MInference uses a specialized CUDA kernel:

from minference.ops.block_sparse_attn import vertical_slash_sparse_attention

output = vertical_slash_sparse_attention(
    query, key, value,
    vertical_indices,  # [heads, topk]
    slash_indices,     # [heads, slash_n]
)

Method 4: AvgPool

Source: xattn/src/AvgPool.py

Core Idea

Pool Q and K within each block using average pooling, compute block-level softmax attention, then select blocks using top-k or top-p (nucleus sampling).

Algorithm

def AvgPool_prefill(query, key, value, block_size=128, top_k=64, top_p=None):
    """
    1. Divide Q into blocks, apply average pooling -> block_q [B, q_blocks, H, D]

    2. Divide K into blocks, apply average pooling -> block_k [B, k_blocks, H, D]

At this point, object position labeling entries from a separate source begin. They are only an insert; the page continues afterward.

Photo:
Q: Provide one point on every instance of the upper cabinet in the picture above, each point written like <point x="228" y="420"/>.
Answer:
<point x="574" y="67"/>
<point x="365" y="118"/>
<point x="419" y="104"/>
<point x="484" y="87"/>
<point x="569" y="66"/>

    3. Compute block attention: softmax(block_q @ block_k.T / sqrt(d))
       Result: [B, H, q_blocks, k_blocks]

    4. Select blocks:
       - top_k: Select k highest scoring blocks per row
       - top_p: Sort descending, accumulate until sum > p, select all accumulated

    5. Create block_mask from selection

    6. Execute block_sparse_attn_func
    """

Key Parameters

Parameter Default Description
block_size 128 Tokens per block
chunk_size 16384 Processing chunk size
top_k 64 Fixed number of blocks per row
top_p None Cumulative probability threshold (0.0-1.0)
pool_method "avg" Pooling method (avg, max)

Top-K vs Top-P Selection

Top-K: Select exactly k blocks with highest scores per row.

scores = [0.4, 0.3, 0.2, 0.1], k=2
selected = [0.4, 0.3]  # indices 0, 1

Top-P (Nucleus): Sort descending, accumulate until exceeding threshold.

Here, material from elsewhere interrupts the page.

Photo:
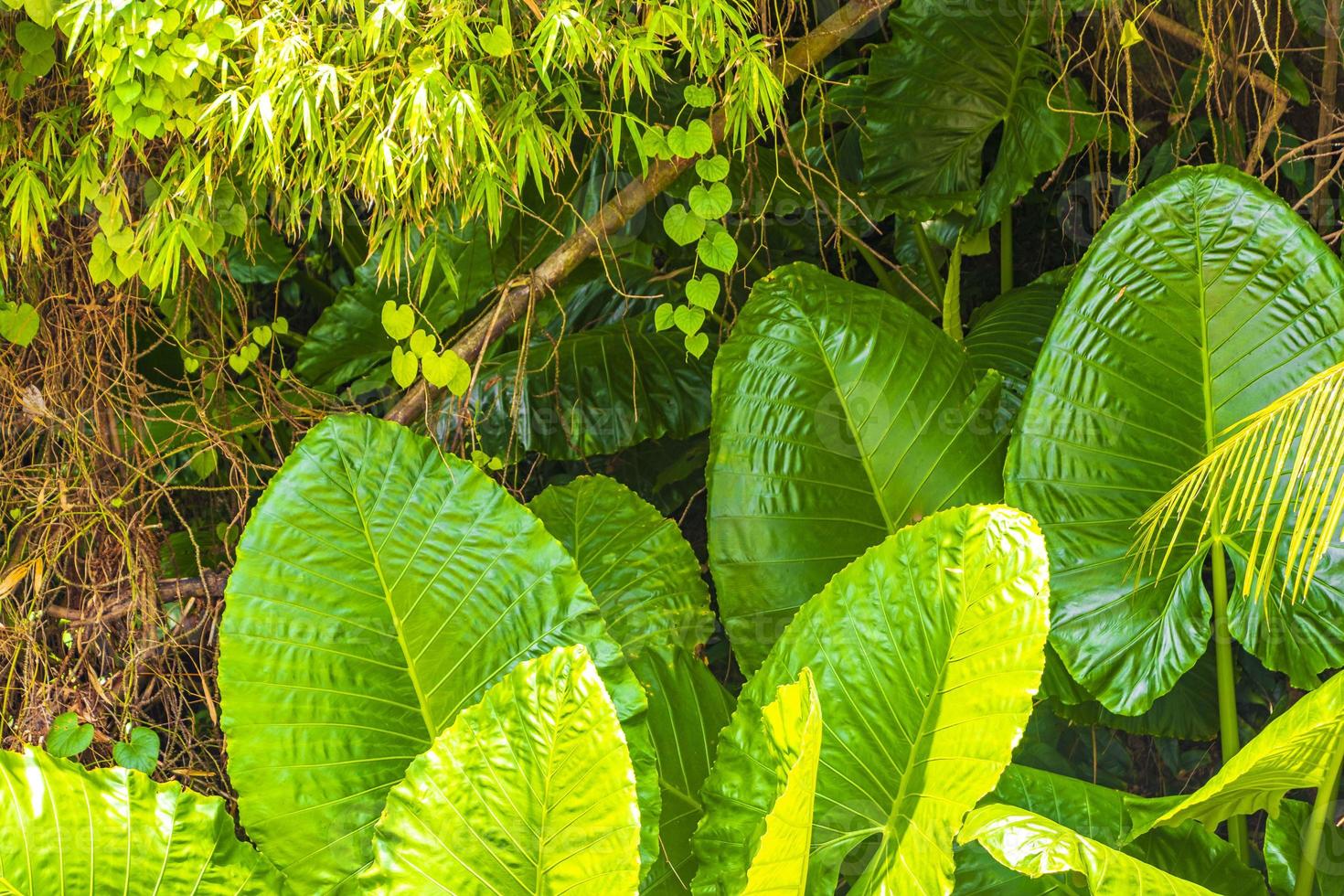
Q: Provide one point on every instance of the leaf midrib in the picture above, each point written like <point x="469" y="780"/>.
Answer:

scores = [0.4, 0.3, 0.2, 0.1], p=0.8
cumsum = [0.4, 0.7, 0.9, 1.0]
selected = [0.4, 0.3, 0.2]  # first 3 (cumsum exceeds 0.8 at index 2)

Computation Flow

query [B, S, H, D]
    |
    v
Reshape to blocks [B, num_blocks, block_size, H, D]
    |
    v
Average pool -> block_q [B, num_blocks, H, D]
    |
    v
Same for K -> block_k [B, num_blocks, H, D]
    |
    v
Compute block scores [B, H, q_blocks, k_blocks]
    |
    v
Apply causal mask
    |
    v
top_k or top_p selection -> block_mask
    |
    v
block_sparse_attn_func(q, k, v, block_mask)
    |
    v
output [B, S, H, D]

Comparison

Method Estimation Cost Adaptivity Typical Sparsity
XAttention Medium (strided attn) Threshold-based 60-80%
FlexPrefill Medium (last-q attn) JS divergence 50-70%
MInference Low (last-q attn) Fixed vertical+slash 70-90%
AvgPool Medium (pooled attn) top-k/top-p 50-80%

When to Use Each

  • XAttention: General purpose, good balance of accuracy and speed
  • FlexPrefill: When pattern varies significantly across heads
  • MInference: When vertical (sink) and local (slash) patterns dominate
  • AvgPool: When you want simple, interpretable block selection

Integration with HuggingFace Models

All methods integrate via FastPrefillConfig in xattn/src/load_llama.py:

from xattn.src.load_llama import FastPrefillConfig, load_model_and_apply_fastprefill

config = FastPrefillConfig(
    metric="xattn",      # "xattn", "flexprefill", "minference", "avgpool"
    threshold=0.9,       # for xattn
    stride=16,           # for xattn
    top_k=64,            # for avgpool
    top_p=None,          # for avgpool nucleus sampling
)

model, tokenizer = load_model_and_apply_fastprefill(
    model_name_or_path="meta-llama/Llama-3.1-8B-Instruct",
    fastprefillconfig=config,
)

The forward method of attention layers is monkey-patched to use the selected sparse attention method during prefill.


Key Files

File Purpose
xattn/src/Xattention.py XAttention implementation
xattn/src/Flexprefill.py FlexPrefill implementation
xattn/src/Minference.py MInference implementation
xattn/src/AvgPool.py AvgPool implementation
xattn/src/load_llama.py Model loading and method dispatch
xattn/src/Compass.py Another sparse method (gradient-based)

Dependencies

Required libraries:

  • torch: PyTorch
  • triton: For FlexPrefill Triton kernels
  • flash_attn: Flash Attention for baseline
  • block_sparse_attn: MIT-HAN-LAB block sparse kernel
  • minference: For MInference vertical_slash kernel

Docker image tzj/xattn:v0.5 has all dependencies pre-installed.